Investigation on favourable ionic conduction based on CMC-K carrageenan proton conducting hybrid solid bio-polymer electrolytes for applications in EDLC

• Published in: International journal of hydrogen energy Vol. 45; no. 15; pp. 8727 - 8741
• Main Authors: Zainuddin, N.K., Rasali, N.M.J., Mazuki, N.F., Saadiah, M.A., Samsudin, A.S.
• Format: Journal Article
• Language: English
• Published: Elsevier Ltd 18.03.2020
• Subjects: Electrochemical properties; H+ carrier; Hybrid polymer; Ionic conductivity; Electrochemical properties; Hybrid polymer; H+ carrier; Ionic conductivity
• ISSN: 0360-3199; 1879-3487
• DOI: 10.1016/j.ijhydene.2020.01.038

In the present work, a proton-conducting hybrid solid biopolymer electrolytes (HSBEs) system was successfully prepared via the solution casting approached.

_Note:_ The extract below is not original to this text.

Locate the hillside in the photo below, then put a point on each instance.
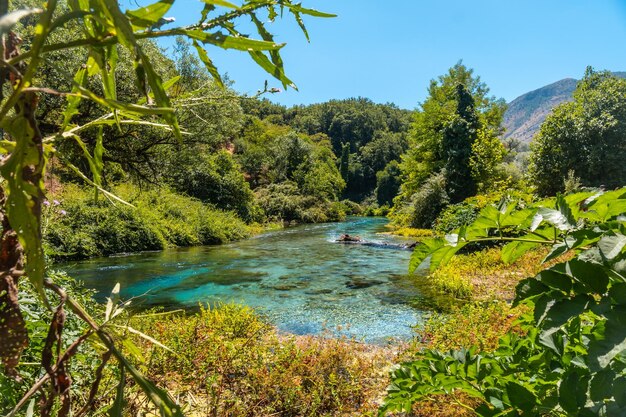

The HSBEs comprised of CMC blended with kappa carrageenan and doped with NH4NO3. The HSBEs system was characterized to evaluate the structural and the proton conduction properties using FTIR, XRD and EIS techniques. The FTIR analysis showed that a complexation occurred between the CMC-KC and H+ moiety of the NH4NO3 via the –OH, C–O–C as well as –COO- groups with associated changes observed to their wavenumbers and peak intensities. At the 80:20 ratio of the CMC:KC hybrid system, the optimum value of the ionic conductivity was found to be ~10−7 S/cm. However, the addition of 30 wt % of NH4NO3 to the system markedly increased the ionic conductivity to ~10−4 S/cm due to the increase in the amorphous phase in the HSBEs system as revealed by the XRD analysis. Meanwhile, the IR-deconvolution approach revealed an increase of the protonation (H+) from NH4NO3 towards the co-ordinating site on the hybrid CMC-KC system and this in turn, led to the increment in the ionic mobility and diffusion of ions for transportation. An EDLC was fabricated using the highest conducting HSBEs sample developed in the present study and it exhibited favourable characteristics as a capacitor with a reasonably good stability with regards to its electrochemical properties. •Proton conducting biopolymer electrolytes was prepared based CMC-KC doped NH4NO3.•H+ which originate from H+-NH3 group of NH4NO3 act as carriers for conducting ions.•The room temperature ionic conductivity achieved the maximum value at ~10−4 S/cm.•The H+ ions contributes toward the enhancement of amorphous phase.•The EDLC fabricated exhibited favourable electrochemical characteristics.